Their carriage seemed to be continually turning. His mind made a picture of a corkscrew with a gnat-sized train twisting industriously. He looked at his watch.

“Good Lord,” he said. “It’s ten past two. I shall stay awake. It’s a mistake to sleep in these chairs.”

“Ten past two,” said Hambledon. “The time for indiscreet conversation. Are you sure you do not want to go to sleep?”

“Quite sure. What were we speaking of before I dozed off. Miss Dacres?”

“Yes. You asked about her marriage. It is difficult even to guess why she married Alfred Meyer. Not because he is the big noise in Incorporated Playhouses. Carolyn had no need of that sort of pull. She had arrived. Perhaps she married him because he was so essentially commonplace. As a kind of set-off to her own temperament. She has the true artistic temperament.”

The tall man winced. Hambledon had made use of a phrase that he detested.

“Don’t misunderstand me,” Hambledon continued very earnestly. “Alf is a good fellow. He’s very much liked in the business. But — well, he has never been a romantic figure. He lives for the firm, you know. He and George Mason built it between them. I’ve played in I.P. productions for twelve years now. Eight pieces in all and in five of them I’ve played opposite Carolyn.”
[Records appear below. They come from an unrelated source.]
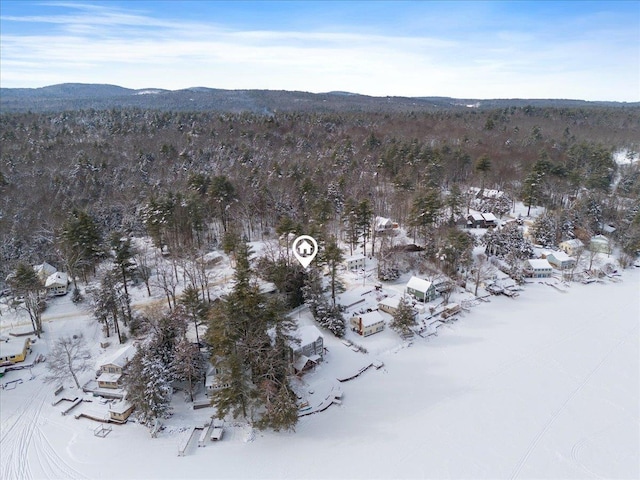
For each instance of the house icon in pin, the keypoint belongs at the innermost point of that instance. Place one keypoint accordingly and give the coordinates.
(304, 248)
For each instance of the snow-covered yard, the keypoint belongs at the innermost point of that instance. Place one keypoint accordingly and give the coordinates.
(542, 386)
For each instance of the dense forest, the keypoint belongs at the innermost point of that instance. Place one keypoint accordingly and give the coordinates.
(77, 186)
(191, 179)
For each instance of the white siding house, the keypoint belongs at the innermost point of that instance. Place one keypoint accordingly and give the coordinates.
(571, 247)
(367, 323)
(389, 304)
(355, 262)
(538, 268)
(57, 284)
(561, 260)
(423, 290)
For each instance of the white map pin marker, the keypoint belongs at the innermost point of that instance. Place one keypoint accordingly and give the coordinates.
(305, 249)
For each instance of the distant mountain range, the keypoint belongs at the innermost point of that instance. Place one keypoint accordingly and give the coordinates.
(75, 96)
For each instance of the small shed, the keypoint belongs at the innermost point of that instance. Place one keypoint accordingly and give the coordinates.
(475, 220)
(356, 262)
(538, 268)
(57, 284)
(311, 342)
(423, 290)
(389, 305)
(367, 323)
(600, 244)
(213, 381)
(490, 220)
(14, 351)
(383, 225)
(119, 412)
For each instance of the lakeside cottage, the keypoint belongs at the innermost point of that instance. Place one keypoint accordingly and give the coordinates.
(14, 351)
(57, 284)
(384, 225)
(571, 247)
(367, 323)
(119, 412)
(600, 244)
(389, 305)
(44, 271)
(537, 268)
(423, 290)
(356, 262)
(111, 371)
(310, 351)
(561, 260)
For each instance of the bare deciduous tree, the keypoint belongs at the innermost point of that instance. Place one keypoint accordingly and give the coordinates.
(69, 356)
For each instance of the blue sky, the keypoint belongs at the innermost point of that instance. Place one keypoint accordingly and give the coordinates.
(507, 49)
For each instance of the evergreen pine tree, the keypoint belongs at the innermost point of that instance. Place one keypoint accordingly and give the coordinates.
(25, 283)
(404, 318)
(187, 365)
(149, 386)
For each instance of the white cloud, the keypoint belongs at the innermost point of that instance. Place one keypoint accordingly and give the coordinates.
(103, 45)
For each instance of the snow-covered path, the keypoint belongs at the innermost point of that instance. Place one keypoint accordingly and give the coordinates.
(542, 386)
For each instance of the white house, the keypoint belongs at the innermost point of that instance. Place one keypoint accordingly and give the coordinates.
(213, 382)
(538, 268)
(561, 260)
(571, 247)
(119, 412)
(383, 225)
(389, 304)
(356, 262)
(44, 270)
(423, 290)
(367, 323)
(111, 370)
(310, 350)
(57, 283)
(600, 243)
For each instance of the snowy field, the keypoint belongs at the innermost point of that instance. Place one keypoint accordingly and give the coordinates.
(542, 386)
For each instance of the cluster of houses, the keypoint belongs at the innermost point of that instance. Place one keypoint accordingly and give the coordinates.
(55, 283)
(109, 380)
(564, 259)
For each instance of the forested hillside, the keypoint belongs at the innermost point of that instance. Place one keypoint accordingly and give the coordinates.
(187, 179)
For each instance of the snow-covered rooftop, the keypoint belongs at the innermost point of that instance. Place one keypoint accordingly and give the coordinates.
(392, 302)
(370, 318)
(57, 279)
(574, 242)
(308, 334)
(119, 408)
(121, 357)
(539, 263)
(561, 256)
(418, 284)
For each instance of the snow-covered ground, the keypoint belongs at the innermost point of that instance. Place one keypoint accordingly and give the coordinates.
(542, 386)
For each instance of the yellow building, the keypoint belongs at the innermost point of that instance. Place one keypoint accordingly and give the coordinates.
(14, 351)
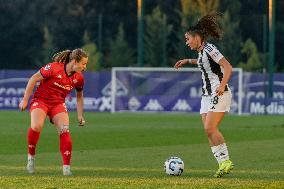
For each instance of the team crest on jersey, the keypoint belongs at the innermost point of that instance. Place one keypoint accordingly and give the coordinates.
(47, 67)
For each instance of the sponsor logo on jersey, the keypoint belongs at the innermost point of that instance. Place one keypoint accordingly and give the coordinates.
(133, 104)
(66, 87)
(153, 105)
(181, 105)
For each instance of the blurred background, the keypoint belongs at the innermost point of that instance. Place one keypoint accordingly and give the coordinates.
(141, 33)
(32, 31)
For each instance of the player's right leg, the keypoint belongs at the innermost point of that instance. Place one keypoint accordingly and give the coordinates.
(60, 119)
(38, 114)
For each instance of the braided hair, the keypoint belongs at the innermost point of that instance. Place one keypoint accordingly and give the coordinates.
(68, 55)
(207, 26)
He had the actor’s habit of giving full dramatic value to everything he said. His beautiful voice, with its practised inflexions, suggested a romantic attachment.

“She’s rather a wonderful person,” he said.

“He means that,” thought his companion. “He is in love with her.”

His mind went back to the long journey in the ship with Carolyn Dacres very much the star turn, but not, he had to admit, aggressively the great actress. She and her pale, plump, rather common, rather uninteresting husband, had sat in deck chairs, he with a portable typewriter on his knees and she with a book.